The WES test was performed with a 150X cover with the Illumina Hiseq 4000 system platform with a read length of 30 million and 8.5 GB of data was generated.
data analysis:
In order to align the sequences, custom software such as NextGenMap was used to create SAM / BAM files.
Variant calling was performed using the GENOME ANALYSIS TOOLKIT (GATK) tool and databases including NCBI OMIM, HGMD and 1000 Genomes were used.
VCF files were annotated using ClinVar and EmVar.
PolyPhen and SIFT software were used to predict whether the displaced amino acid was likely to be detrimental to the function of the protein produced, based on the degree of retention of the displaced evolution during evolution.
The quality of the sequenced data was first checked by FastQC software version 0.11.3 (Andrews, 2010).
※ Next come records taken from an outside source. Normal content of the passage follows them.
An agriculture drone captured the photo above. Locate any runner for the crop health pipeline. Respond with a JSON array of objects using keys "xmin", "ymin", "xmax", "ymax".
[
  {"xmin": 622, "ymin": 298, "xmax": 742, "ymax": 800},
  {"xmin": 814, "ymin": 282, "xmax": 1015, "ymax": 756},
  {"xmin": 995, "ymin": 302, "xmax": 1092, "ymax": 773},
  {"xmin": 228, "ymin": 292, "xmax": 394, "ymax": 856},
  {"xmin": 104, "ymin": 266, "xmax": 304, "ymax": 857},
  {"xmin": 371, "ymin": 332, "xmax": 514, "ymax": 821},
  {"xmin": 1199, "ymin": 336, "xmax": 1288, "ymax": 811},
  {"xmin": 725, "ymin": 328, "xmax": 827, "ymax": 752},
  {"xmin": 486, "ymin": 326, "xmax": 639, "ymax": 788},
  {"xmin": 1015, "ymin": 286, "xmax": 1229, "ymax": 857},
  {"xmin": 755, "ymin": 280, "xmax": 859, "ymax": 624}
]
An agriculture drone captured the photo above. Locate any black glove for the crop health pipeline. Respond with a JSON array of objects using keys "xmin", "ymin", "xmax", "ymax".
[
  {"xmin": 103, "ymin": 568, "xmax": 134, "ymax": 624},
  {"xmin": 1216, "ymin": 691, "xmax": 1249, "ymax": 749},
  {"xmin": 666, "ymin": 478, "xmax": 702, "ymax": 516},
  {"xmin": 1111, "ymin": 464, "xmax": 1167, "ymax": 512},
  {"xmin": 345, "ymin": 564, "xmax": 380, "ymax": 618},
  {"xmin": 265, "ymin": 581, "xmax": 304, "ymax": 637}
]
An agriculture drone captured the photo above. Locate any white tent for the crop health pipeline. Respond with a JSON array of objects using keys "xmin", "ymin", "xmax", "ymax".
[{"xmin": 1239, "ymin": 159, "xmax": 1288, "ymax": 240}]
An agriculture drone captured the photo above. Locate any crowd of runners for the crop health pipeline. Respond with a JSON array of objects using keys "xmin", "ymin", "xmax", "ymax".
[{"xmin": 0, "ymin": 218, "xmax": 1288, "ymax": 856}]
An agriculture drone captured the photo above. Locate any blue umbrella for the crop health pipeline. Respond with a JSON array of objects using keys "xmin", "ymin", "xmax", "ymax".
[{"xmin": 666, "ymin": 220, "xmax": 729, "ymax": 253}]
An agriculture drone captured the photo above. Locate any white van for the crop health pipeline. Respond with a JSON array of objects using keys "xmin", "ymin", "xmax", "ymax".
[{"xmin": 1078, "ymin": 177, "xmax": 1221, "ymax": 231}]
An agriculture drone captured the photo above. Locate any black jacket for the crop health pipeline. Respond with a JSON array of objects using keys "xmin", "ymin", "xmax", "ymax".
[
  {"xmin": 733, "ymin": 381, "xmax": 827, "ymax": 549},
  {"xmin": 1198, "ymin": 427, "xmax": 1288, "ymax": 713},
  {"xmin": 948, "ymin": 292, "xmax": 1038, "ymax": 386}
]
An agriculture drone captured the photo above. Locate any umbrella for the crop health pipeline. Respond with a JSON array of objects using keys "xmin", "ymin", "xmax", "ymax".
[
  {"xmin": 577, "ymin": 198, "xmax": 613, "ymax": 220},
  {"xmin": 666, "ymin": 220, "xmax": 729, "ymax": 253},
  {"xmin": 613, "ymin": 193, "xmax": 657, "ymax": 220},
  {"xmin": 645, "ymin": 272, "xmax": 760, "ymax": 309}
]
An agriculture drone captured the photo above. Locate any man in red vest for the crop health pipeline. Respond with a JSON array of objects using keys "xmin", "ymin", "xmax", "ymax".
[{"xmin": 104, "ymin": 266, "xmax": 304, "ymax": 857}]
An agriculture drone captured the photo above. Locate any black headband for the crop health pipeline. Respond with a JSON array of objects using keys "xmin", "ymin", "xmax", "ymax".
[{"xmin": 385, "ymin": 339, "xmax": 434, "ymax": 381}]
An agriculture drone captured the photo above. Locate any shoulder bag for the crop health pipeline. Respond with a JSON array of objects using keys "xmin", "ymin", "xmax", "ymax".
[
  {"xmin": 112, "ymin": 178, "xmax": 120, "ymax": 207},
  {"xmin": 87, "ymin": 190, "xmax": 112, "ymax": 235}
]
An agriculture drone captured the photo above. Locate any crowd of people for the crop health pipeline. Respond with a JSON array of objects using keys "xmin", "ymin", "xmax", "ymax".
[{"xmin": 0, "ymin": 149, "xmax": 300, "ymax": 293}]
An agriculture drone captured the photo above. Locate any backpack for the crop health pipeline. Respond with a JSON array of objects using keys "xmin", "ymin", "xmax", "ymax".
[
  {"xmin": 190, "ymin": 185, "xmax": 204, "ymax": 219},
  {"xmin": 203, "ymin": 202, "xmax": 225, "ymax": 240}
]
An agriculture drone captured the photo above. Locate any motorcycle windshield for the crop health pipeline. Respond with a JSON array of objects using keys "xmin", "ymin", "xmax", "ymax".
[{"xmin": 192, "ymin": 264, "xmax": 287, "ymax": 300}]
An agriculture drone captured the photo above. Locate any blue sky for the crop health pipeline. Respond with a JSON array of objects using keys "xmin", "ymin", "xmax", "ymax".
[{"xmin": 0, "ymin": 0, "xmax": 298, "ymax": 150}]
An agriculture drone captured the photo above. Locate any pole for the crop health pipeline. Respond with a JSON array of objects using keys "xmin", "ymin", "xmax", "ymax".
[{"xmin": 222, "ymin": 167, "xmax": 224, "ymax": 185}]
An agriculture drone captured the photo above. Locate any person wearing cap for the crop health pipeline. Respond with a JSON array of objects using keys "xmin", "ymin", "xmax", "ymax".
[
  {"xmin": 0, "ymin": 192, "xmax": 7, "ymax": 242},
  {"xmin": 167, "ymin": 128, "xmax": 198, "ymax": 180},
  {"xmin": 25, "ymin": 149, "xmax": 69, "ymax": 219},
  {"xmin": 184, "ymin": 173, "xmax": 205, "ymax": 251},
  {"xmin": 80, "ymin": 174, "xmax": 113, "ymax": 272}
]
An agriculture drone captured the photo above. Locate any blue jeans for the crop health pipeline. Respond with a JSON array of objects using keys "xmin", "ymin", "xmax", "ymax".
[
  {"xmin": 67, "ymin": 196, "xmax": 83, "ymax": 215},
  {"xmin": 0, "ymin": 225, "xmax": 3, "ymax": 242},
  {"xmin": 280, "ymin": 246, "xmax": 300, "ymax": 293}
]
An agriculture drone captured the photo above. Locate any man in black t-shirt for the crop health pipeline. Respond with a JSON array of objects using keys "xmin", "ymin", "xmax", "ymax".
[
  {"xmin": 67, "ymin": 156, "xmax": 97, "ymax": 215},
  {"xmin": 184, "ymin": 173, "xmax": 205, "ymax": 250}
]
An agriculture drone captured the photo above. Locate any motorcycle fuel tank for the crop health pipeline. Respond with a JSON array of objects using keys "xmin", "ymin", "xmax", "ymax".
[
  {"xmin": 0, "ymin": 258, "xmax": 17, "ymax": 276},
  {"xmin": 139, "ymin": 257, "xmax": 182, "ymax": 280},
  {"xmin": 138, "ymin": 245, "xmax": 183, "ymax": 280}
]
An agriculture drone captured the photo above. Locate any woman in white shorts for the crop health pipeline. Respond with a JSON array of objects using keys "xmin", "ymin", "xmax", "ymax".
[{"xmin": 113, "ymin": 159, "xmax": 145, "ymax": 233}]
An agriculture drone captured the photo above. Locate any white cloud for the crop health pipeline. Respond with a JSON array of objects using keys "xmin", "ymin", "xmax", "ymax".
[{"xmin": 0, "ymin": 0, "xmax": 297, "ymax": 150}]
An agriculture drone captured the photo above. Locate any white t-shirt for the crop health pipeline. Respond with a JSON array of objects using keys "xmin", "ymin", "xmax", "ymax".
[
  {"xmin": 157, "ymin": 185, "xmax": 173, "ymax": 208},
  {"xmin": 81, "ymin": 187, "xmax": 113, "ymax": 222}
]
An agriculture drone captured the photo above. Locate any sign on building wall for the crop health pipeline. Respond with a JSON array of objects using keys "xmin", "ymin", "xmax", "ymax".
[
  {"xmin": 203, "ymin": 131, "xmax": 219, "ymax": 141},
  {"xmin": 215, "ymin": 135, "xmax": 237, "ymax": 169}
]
Versatile software version 0.36 was used to filter the raw data credit and sort the low open quality data at both ends, and readings less than 36 were not considered.
Low-reading readings (Phred Score, Q≥30) were used for bioinformatics studies.
SANGER SEQUENCING
After analyzing the data and identifying the candidate genes, 30 samples were examined, sequenced and using websites ensembl,ncbi,mutation tester,varsome and finchtv,clc,dnstar and igv softwars,final results were extracted.